Smoked Spring Carrots
Another dish that’s not entirely pleasing on the eyes, but is all wow on the palate. The carrots take a star turn with a flavor that’s like earth-wind-sky (smoky, nutty, grassy), and you’ll be surprised how good bulgur wheat tastes when it’s mixed with mint pesto and streaked with stracciatella cheese ($11).

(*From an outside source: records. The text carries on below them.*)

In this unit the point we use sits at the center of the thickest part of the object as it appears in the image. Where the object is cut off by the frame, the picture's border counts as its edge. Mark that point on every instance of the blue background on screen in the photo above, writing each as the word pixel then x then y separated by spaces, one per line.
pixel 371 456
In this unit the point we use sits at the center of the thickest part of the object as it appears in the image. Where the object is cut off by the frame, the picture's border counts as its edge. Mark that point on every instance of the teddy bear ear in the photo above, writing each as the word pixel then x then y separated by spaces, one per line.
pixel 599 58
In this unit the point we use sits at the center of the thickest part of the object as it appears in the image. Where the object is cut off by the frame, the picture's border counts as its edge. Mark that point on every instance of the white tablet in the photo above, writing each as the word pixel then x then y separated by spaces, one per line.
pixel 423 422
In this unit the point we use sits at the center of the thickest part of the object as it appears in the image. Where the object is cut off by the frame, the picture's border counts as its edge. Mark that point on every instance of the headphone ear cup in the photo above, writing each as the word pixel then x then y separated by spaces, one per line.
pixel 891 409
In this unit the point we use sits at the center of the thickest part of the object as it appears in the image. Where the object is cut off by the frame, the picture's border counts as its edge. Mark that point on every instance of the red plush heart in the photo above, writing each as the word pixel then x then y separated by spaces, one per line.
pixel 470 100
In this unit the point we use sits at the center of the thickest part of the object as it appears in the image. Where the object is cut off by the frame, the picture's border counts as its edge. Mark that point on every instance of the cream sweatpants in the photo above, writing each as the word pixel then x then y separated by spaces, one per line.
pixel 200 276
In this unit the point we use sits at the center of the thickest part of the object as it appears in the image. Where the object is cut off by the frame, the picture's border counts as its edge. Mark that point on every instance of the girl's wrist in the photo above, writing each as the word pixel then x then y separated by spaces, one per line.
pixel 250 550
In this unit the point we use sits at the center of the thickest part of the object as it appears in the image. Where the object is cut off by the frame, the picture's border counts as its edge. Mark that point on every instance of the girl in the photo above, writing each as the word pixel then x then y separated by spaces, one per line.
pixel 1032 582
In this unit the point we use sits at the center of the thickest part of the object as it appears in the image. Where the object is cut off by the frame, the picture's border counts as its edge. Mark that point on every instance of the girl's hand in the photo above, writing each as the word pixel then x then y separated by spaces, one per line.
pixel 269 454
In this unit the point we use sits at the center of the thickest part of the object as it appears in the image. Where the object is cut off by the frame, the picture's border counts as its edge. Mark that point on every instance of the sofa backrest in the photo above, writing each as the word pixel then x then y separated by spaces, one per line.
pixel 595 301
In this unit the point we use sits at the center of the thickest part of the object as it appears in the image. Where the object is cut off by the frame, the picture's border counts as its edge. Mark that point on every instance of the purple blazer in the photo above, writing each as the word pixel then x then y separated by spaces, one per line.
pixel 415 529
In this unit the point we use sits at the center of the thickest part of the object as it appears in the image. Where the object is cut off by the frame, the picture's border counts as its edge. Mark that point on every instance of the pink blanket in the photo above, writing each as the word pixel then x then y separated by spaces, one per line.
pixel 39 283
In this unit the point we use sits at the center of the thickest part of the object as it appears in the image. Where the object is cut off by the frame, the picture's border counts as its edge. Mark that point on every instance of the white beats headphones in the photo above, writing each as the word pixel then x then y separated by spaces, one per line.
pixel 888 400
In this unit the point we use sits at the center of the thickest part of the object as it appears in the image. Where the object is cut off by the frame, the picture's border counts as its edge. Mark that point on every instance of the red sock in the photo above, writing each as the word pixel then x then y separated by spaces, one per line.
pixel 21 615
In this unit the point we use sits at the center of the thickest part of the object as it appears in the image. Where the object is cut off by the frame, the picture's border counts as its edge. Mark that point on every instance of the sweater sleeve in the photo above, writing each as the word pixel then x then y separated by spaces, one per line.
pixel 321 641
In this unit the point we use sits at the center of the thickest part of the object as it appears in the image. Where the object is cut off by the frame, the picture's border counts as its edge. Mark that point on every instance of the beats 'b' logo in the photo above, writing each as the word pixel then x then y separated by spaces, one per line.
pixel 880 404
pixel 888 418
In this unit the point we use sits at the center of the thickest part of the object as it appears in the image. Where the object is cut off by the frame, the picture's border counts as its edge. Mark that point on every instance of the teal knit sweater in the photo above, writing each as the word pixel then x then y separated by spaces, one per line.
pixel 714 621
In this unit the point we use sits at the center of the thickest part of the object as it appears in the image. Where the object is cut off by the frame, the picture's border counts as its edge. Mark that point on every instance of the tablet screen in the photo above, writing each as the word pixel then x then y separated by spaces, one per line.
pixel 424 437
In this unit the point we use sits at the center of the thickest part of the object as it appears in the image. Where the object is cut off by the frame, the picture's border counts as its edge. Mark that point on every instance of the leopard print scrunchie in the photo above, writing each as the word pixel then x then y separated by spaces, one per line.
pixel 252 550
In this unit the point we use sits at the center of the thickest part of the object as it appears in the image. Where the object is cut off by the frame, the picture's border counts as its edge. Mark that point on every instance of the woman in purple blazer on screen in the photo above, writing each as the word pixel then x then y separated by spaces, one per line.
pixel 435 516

These seem like just your run-of-the-mill deviled eggs — until you bite into them and your tongue hits the piece of pickled mackerel sticking out the top. It’s a fascinating texture combo that will have you considering whether or not you enjoy it as you scarf the other ones down ($7).
Grilled Pork Belly
After pork belly became trendy, it was very easy to find versions where the fatty part — it’s supposed to be at least half fat — was left gelatinous and globby. In Eckerd’s take here, it’s cooked just enough to spread easily on the tongue, infiltrating the soft, salty meat after picking up heat and sweetness from a garnish of smoked jalapeno marmalade ($9).
Fried Chesapeake Oysters
The common crime in fried-oyster land is that the batter shell slides right off, but Eckerd’s cornmeal crust clings to its briny treasure, so that when you bite in, it almost pops in your mouth like giant caviar. A kaffir lime aioli adds brightness and zing ($9).
The Double Windsor
One of the first things P&K became known for when it opened with chef Jonathan “Johnny Mac” Adams at the helm was the Windsor burger. It was one of Philly’s first high-end gastro-burger bombs, with meat from LaFrieda, and articles were actually written when it was taken off the menu.
Well, it’s back, kind of. The custom beef blend is now from Debragga, and the patties are thinner, but doubled up. The party continues with Cooper sharp cheese melted over pickled red onion and lots of special sauce, plus iceberg lettuce. This is what a Big Mac wishes it could be ($16).
NB: For vegans, the sweet potato-falafel burger is also on point, with a crunchy shell and intensely spicy interior that doesn’t fall apart ($16).